I’m currently in the middle of rewriting the code-base of my company’s website and the CEO was extremely keen on keeping a plugin that fetches followers/likes from our social page’s for the “social proof” it adds to our site.
Me being stubborn was not willing to let go the fact that the plugin he’s currently using, as well as every alternative out there, either go extremely over the top in terms of functionality or take it upon themselves to bring in 6 different javascript libraries, FontAwesome along with 10 other icon fonts (customization!1!1!), and are overall terribly written.
Thus, SocialProof was born. SocialProof is a clean, fluent composer package allowing you to fetch followers from various social platform API’s with ease.
While it provides no caching out of the box leaving that up to the end-user, here is a quick and dirty example of doing this yourself with Sage 9 using the Transient API as a temporary store to keep our follower count up to date, and the Options API for keeping a backup in the event our API request fails due to invalidated credentials, API downtime, etc.

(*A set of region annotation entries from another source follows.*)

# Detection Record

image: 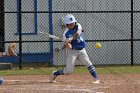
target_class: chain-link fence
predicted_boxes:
[0,0,140,68]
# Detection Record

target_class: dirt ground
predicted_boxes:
[0,74,140,93]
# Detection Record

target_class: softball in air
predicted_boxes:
[95,42,102,49]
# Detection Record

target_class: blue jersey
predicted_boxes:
[65,24,86,50]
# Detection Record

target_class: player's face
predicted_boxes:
[67,23,75,29]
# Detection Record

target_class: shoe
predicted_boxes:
[92,79,100,84]
[50,71,56,83]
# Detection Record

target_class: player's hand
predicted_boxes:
[65,42,72,49]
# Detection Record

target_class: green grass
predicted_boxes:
[0,66,140,75]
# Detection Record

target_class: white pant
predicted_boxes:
[63,48,92,74]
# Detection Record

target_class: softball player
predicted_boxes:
[50,14,100,84]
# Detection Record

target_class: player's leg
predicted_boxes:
[50,50,78,82]
[78,49,100,83]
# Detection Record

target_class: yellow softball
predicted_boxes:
[95,42,102,49]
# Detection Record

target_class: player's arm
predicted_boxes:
[67,23,82,42]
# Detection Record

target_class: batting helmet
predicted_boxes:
[64,14,77,25]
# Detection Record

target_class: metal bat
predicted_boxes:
[39,32,60,39]
[39,32,68,42]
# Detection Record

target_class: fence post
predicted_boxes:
[18,0,22,70]
[48,0,53,66]
[131,0,134,66]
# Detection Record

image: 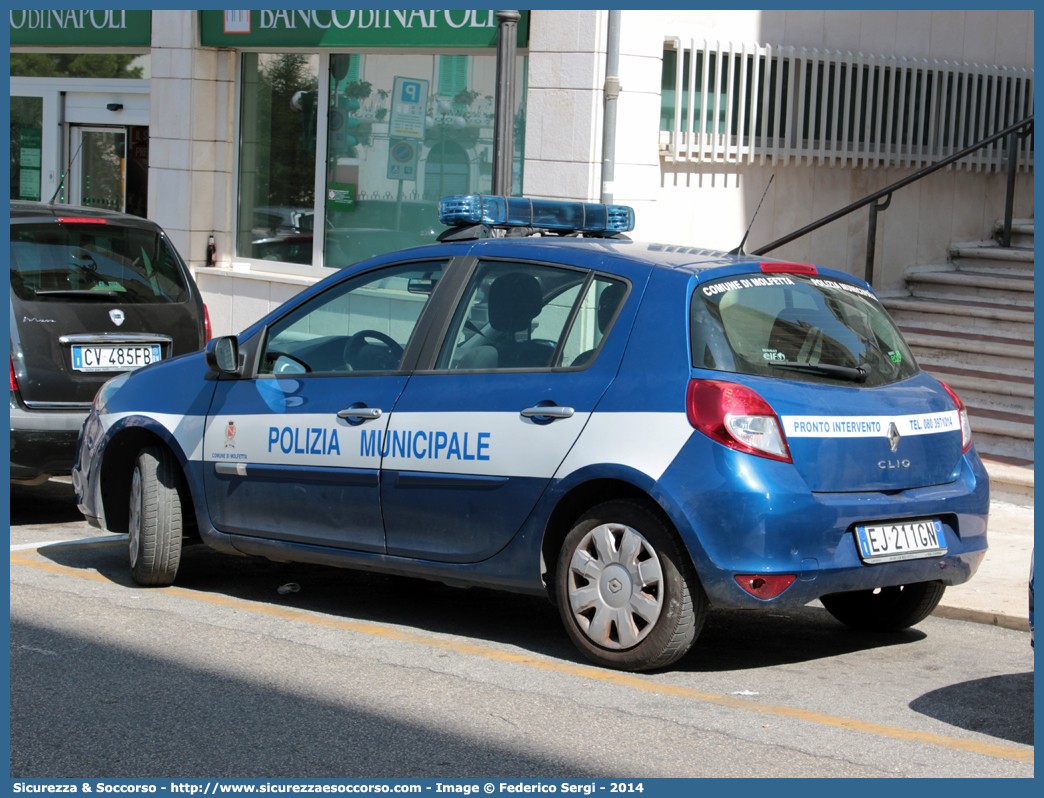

For example sake, we are going to do this in our App
controller.
<?php
namespace App\Controllers;
use Sober\Controller\Controller;
use SocialProof\SocialProof;
class App extends Controller
{
/**
* Fetch our social followers from the provided platform.
* If our follower count is not available, we will attempt to fetch it.
*
* @param string $type
* @return integer
*/
public static function social ($type)
{
$key = '_social_followers';
$followers = get_transient($key) ?? [];
$cache = get_option($key, []);
if (!empty($followers[$type])) {
return $followers[$type];
}
$facebook = SocialProof::social()
->facebook()
->setUsername('example')
->setToken('xxxxxx')
->setDefault($cache['facebook'] ?? 0)
->get();
$twitter = SocialProof::social()
->twitter()
->setUsername('example')
->setConsumerKey('xxxxxx')
->setConsumerSecret('xxxxxx')
->setToken('xxxxxx')
->setTokenSecret('xxxxxx')
->setDefault($cache['twitter'] ?? 0)
->get();
$followers = [
'facebook' => $facebook,
'twitter' => $twitter
];
set_transient($key, $followers, 60*60*24);
update_option($key, $followers);
return $followers[$type];
}
}
This allows us to use {{ App::social('facebook') }}
from within’ our views to grab our count for Facebook. The example above is meerely just that, an example, and type checking as well as even putting your available platforms into an array to compare against $type
would more or less be necessary for real-world use.
Using ACF would come in handy for the ability to enable/toggle social platforms as well as store the API credentials that are passed to SocialProof.